Nigeria: 1.9 Million People Living With HIV Have Access to Free Treatments – USCDC

Nigeria Country Director of the United States Centers for Disease Control and Prevention (USCDC), Dr. Mary Boyd has said that about 1.9 million people living with HIV in Nigeria have access to free treatments to save their lives.

Boyd made this known at the opening of a 2-day CDC Biannual Program Performance Review Meeting and Symposium yesterday in Abuja with the theme: “Working Together to Bring Nigeria Closer to HIV Epidemic Control”.

According to her: “Today 1.9 million people living with HIV have access to free treatments, and it’s treatment that is going to save their lives and allow them to live healthy, productive lives.

“The other thing that I was reflecting on, is Americans historically love the underdog, and we root for the underdog, we support the underdog in whatever way and we as the US government have been so proud to be part of the success that Nigeria has had.

“And along the way, we’ve had champions, and those champions are sitting here and also in the audience. So I want to just appreciate you all I want to welcome the CEOs of our implementing partners, I call them the superheroes”.

Also, the Minister of Health, Dr Osagie Ehanire in his keynote address appreciated the USCDC for the milestone achieved in tackling HIV in Nigeria

Ehanire who was represented by the National Coordinator of NASCA, Dr. Akudo Ikpeazu said Nigeria has enjoyed the goodwill and generosity of the United States government through PEPFAR, and has recorded remarkable progress with the reduction of the burden of HIV and contributing remarkably to the 1.9 million Nigerians who are life-saving antiretroviral treatment.

“And of course, these are the key elements of our response to name a few since 2018 which has made us move from a data-poor to a data-rich country as far as HIV is concerned.

“Nigeria has recommitted to work with its partners to drive actions towards the achievement of the 2025 global HIV targets and to keep Nigeria on track to ending AIDS by 2030”.

“I take this opportunity to also recognise the partnerships with CDC through which led us to pandemic preparedness and emergency response system and structures have been strengthened in building on the rapid and general support to emergency response to COVID-19”.

“I encourage the use of HIV response platforms and investments for continued strengthening of health systems and pandemic preparedness. As you know, in 2020, the government and its major treatment partners PEPFAR and the US government and the Global Fund embarked on a joint alignment to resources in support of the National HIV programme”.

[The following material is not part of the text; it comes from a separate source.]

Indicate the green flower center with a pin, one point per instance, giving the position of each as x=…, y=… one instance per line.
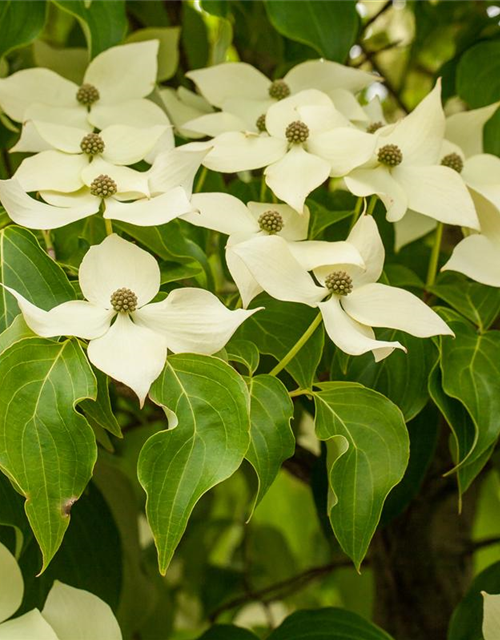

“We have seen the gains of this new implementation architecture and look towards the second phase which has been christened alignment 2.0 as a means to strengthen coordination, leadership and governance of the response especially at sub national level, addressing commodity security, laboratory systems, data quality and availability and overall programming of some sorts in the spirit of strengthening the governance and leadership mechanisms of a response”. He stated.

In his goodwill message, the representative of the Director General of National Agency for the Control of AIDS, Dr Alex Ogundipe maintained that Nigeria has come to a stable phase of the epidemic.

He said: “All that we’re asking as Nigeria, the Nigerian government, in terms of the way we think about resources is that it is time to normalise this. It is time to go back to the strategy efficient ways to do things and fill in the capacity gaps or system deficiencies.

“Let’s build it so that we can return what needs to be returned back to the society and let it grow efficiently and effectively.This for us is how we define what we mean by sustainability”. He said.